[ECCV 2024] Learning Unified Reference Representation for Unsupervised Multi-class Anomaly Detection
We utilize the Python 3.9
interpreter in our experiments. Install the required packages using the following command:
pip3 install -r requirements.txt
Download MVTec-AD or VisA datasets, and organize them in the following file structure (the default structure of MVTec-AD):
├── class1
│ ├── ground_truth
│ │ ├── defect1
│ │ └── defect2
│ ├── test
│ │ ├── defect1
│ │ ├── defect2
│ │ └── good
│ └── train
│ └── good
├── class2
...
We load the pretrained model weights from local files, as indicated by code line 57
in file trainer.py
.
if 'efficientnet' in self.args.backbone_arch:
config = efn_cfg(url='', file=f'{self.args.root_path}/pretrained/tf_efficientnet_b6_aa-80ba17e4.pth')

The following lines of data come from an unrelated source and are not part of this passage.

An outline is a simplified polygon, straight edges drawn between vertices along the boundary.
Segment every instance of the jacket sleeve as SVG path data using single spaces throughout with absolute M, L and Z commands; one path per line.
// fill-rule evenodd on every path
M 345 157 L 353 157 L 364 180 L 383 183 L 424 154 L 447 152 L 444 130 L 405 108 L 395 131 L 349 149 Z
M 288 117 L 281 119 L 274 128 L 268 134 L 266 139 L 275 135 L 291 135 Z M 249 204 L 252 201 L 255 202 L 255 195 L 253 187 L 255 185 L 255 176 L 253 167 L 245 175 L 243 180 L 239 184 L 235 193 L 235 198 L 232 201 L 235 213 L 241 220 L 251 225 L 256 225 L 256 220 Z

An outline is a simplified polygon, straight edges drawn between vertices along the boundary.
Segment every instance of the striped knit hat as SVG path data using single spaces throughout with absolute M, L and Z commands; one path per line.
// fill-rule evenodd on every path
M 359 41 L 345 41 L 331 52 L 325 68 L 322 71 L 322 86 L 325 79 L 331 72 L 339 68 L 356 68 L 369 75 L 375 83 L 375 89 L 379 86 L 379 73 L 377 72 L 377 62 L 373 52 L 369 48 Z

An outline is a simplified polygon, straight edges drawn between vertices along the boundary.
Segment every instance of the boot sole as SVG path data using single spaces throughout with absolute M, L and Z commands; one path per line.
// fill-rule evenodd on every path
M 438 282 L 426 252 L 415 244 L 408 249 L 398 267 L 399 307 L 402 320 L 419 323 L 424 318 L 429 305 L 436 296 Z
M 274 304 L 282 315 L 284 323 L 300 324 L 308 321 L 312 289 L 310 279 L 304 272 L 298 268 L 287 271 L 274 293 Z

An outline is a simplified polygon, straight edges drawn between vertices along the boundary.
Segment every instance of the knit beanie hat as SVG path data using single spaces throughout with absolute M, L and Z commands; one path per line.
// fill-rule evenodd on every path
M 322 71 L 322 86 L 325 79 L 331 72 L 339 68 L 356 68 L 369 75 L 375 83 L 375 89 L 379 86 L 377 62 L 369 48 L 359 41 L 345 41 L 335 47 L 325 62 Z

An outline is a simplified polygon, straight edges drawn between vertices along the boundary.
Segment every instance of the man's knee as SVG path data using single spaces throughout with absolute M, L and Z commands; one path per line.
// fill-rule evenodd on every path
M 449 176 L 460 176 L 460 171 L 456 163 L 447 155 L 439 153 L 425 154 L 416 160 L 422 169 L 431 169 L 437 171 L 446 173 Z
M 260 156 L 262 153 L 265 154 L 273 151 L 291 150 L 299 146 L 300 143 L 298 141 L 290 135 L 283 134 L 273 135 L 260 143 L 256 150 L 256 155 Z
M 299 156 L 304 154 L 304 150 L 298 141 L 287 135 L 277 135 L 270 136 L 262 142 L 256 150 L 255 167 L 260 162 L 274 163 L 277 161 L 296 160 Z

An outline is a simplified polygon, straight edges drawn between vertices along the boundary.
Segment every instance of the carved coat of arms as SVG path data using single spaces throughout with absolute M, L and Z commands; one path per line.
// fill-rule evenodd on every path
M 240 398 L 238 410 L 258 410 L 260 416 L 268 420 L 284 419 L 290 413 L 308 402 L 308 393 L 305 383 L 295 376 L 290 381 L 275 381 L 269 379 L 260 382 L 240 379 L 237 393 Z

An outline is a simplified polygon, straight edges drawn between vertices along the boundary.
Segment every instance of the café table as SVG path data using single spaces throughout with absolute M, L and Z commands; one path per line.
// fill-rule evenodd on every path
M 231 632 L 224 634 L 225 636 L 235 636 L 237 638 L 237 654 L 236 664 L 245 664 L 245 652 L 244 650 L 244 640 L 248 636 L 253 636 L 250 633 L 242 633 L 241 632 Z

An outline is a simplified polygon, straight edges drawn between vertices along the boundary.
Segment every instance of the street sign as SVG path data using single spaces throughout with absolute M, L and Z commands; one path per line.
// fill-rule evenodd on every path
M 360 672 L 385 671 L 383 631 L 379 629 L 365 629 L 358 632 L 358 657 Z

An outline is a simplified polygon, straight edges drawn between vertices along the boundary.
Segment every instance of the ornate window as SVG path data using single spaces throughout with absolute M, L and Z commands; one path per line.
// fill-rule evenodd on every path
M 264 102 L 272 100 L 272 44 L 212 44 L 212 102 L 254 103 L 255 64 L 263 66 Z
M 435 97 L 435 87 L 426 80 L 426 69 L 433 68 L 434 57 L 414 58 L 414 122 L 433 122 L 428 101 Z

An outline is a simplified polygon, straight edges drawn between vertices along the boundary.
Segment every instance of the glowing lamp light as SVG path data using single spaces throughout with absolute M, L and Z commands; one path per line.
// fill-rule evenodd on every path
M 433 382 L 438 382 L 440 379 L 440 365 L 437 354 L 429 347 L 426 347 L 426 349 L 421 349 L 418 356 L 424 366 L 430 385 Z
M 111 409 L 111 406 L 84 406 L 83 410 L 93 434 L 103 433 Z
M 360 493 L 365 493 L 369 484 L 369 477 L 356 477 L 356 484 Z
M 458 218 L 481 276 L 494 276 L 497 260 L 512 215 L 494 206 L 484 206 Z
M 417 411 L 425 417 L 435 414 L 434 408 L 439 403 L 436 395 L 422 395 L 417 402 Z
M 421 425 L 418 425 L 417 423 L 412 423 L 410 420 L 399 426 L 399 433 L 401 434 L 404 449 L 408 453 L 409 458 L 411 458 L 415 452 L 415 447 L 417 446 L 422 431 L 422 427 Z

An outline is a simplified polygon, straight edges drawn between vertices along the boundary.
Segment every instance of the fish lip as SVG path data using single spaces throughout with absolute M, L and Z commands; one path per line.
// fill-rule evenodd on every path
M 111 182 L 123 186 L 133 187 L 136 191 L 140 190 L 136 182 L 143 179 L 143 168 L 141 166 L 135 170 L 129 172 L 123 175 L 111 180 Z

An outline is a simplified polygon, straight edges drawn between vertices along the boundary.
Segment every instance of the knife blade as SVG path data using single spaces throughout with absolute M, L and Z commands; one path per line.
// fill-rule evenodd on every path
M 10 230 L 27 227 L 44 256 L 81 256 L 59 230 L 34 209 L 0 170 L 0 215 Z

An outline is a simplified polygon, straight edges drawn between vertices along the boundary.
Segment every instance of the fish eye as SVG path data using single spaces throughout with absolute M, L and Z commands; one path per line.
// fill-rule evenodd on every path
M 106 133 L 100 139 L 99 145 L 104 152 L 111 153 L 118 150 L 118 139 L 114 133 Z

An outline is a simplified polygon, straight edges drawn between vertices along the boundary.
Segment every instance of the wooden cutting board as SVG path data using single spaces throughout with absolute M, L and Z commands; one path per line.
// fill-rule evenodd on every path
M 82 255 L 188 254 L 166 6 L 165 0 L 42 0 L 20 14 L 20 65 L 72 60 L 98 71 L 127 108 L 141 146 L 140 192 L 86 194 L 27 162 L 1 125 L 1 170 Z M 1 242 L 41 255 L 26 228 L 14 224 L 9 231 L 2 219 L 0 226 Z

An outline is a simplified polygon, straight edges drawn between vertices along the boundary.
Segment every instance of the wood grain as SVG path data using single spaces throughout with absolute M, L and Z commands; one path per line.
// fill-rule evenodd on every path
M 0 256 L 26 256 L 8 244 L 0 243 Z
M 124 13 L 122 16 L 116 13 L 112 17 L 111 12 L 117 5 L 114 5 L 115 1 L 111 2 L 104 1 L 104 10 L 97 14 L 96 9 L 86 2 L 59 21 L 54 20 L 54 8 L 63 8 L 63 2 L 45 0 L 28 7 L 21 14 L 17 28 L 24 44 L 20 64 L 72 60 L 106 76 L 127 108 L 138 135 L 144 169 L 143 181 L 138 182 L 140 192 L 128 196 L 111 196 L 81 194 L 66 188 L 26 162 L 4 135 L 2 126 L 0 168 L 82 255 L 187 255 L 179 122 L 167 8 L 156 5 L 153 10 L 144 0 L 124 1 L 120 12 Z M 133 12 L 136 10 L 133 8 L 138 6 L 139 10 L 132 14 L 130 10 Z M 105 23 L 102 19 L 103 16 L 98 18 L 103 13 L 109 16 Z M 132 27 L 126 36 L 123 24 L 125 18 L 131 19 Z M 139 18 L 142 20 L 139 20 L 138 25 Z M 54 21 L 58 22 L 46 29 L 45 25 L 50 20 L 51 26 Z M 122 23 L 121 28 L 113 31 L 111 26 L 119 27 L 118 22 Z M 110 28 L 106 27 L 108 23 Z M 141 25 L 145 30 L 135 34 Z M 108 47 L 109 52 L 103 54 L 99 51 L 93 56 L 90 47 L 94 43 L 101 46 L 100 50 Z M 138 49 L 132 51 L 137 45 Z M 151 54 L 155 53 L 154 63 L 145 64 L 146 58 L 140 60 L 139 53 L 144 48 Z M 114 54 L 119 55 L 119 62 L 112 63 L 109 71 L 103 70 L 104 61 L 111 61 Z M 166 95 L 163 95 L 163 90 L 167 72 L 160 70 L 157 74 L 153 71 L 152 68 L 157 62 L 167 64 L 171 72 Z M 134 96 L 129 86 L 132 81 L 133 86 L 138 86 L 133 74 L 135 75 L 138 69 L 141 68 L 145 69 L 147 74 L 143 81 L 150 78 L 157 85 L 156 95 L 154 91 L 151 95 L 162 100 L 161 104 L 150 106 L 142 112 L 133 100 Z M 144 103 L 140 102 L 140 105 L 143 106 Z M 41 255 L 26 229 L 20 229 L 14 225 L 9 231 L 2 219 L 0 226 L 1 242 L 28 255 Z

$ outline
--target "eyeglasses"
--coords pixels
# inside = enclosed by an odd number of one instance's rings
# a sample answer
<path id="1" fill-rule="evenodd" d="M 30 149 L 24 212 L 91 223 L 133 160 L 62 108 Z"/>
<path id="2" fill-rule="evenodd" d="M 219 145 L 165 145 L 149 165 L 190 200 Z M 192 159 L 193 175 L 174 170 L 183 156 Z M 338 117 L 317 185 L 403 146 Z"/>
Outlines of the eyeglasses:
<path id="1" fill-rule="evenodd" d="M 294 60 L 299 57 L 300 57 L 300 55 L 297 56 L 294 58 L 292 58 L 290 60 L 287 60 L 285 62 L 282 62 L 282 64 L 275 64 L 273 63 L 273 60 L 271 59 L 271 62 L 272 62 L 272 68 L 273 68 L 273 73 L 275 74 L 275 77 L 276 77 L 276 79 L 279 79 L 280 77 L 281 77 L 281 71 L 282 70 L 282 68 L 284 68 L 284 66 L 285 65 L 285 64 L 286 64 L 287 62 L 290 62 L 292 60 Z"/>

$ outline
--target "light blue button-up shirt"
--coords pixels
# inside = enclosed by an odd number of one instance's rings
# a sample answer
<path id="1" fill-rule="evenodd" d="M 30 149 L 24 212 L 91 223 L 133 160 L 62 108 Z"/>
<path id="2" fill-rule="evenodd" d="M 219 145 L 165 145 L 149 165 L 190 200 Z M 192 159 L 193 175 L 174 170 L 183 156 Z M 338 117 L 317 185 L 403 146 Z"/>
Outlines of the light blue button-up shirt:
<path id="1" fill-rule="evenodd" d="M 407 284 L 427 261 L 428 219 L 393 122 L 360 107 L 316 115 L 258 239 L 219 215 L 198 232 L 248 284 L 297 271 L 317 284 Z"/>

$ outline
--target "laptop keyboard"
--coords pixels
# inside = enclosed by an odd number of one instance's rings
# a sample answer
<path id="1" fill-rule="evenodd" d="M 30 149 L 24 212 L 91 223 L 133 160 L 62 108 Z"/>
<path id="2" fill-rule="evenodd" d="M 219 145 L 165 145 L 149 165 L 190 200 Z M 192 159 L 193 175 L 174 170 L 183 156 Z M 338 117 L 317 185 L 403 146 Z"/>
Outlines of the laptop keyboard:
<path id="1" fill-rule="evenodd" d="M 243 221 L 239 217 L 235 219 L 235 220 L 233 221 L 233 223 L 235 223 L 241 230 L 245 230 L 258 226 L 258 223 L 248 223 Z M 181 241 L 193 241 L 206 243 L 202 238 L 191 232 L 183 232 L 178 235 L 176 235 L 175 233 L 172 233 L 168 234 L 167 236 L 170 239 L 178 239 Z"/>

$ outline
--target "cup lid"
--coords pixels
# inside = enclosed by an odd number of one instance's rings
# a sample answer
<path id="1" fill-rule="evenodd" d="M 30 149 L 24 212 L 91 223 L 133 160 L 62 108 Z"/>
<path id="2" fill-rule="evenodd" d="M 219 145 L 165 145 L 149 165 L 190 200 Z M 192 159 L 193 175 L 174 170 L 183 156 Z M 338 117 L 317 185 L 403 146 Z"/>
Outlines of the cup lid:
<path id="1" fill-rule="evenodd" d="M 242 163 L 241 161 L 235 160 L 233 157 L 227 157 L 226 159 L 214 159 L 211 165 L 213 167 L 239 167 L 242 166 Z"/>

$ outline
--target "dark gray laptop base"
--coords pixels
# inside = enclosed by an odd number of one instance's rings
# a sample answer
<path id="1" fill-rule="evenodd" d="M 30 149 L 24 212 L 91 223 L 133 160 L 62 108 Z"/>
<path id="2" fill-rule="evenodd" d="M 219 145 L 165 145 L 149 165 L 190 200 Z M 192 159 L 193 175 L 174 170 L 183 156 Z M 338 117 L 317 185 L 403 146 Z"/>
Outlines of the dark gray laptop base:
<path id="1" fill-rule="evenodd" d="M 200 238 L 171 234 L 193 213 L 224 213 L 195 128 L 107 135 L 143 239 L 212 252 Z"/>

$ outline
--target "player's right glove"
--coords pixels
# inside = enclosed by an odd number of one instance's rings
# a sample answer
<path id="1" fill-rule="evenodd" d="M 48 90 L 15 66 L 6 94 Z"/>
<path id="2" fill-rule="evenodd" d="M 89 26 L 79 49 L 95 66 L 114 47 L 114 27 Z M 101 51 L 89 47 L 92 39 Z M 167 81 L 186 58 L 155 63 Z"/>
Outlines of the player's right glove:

elif 'resnet50' in self.args.backbone_arch:
config = res_cfg(url='', file=f'{self.args.root_path}/pretrained/wide_resnet50_racm-8234f177.pth')
encoder = timm.create_model(
self.args.backbone_arch,
features_only=True,
pretrained_cfg=config,
out_indices=self.args.out_indices,
pretrained=True
)
However, it can be modified to download and load the pretrained model from the network, by simply deleting this config and pretrained_cfg=config
in timm.create_model
function.
Train our RLR with the following command:
python3 main.py \
--root_path $your_proj_path \
--dataset mvtec \ # mvtec or visa
--data_path $your_data_path \
--backbone_arch tf_efficientnet_b6 \ # efficientnet or wrideresenet
--feature_levels 2 \ # 2 or 3
--out_indices 2 3 \ # 2 3 or 1 2 3
--feature_jitter 4 \
--layers 4 \
--blocks mca nsa \
--blocks_gate none \
--batch_size 4 \
--num_epochs 200 \
--save_prefix $tag
Test the model with the following command:
python3 main.py \
--root_path $your_proj_path \
--dataset mvtec \ # mvtec or visa
--data_path $your_data_path \
--backbone_arch tf_efficientnet_b6 \ # efficientnet or wrideresenet
--feature_levels 2 \ # 2 or 3
--out_indices 2 3 \ # 2 3 or 1 2 3
--layers 4 \
--blocks mca nsa \
--blocks_gate none \
--batch_size 16 \
--save_prefix $tag \
--mode test \
--vis
We train additional decoder models to visualize the features, allowing for a more intuitive display of the reconstructed feature effects. It is important to note that the decoder is solely used for feature visualization and does not participate in the anomaly detection process. Therefore, the decoder is not mandatory.
Train the decoder with the following command:
python3 main.py \
--root_path $your_proj_path \
--dataset mvtec \ # mvtec or visa
--data_path $your_data_path \
--backbone_arch tf_efficientnet_b6 \ # efficientnet or wrideresenet
--feature_levels 2 \ # 2 or 3
--out_indices 2 3 \ # 2 3 or 1 2 3
--with_decoder \
--batch_size 16 \
--num_epochs 100 \
Add --with_decoder
to the aforementioned Test command
to incorporate the visualization of features in the test results.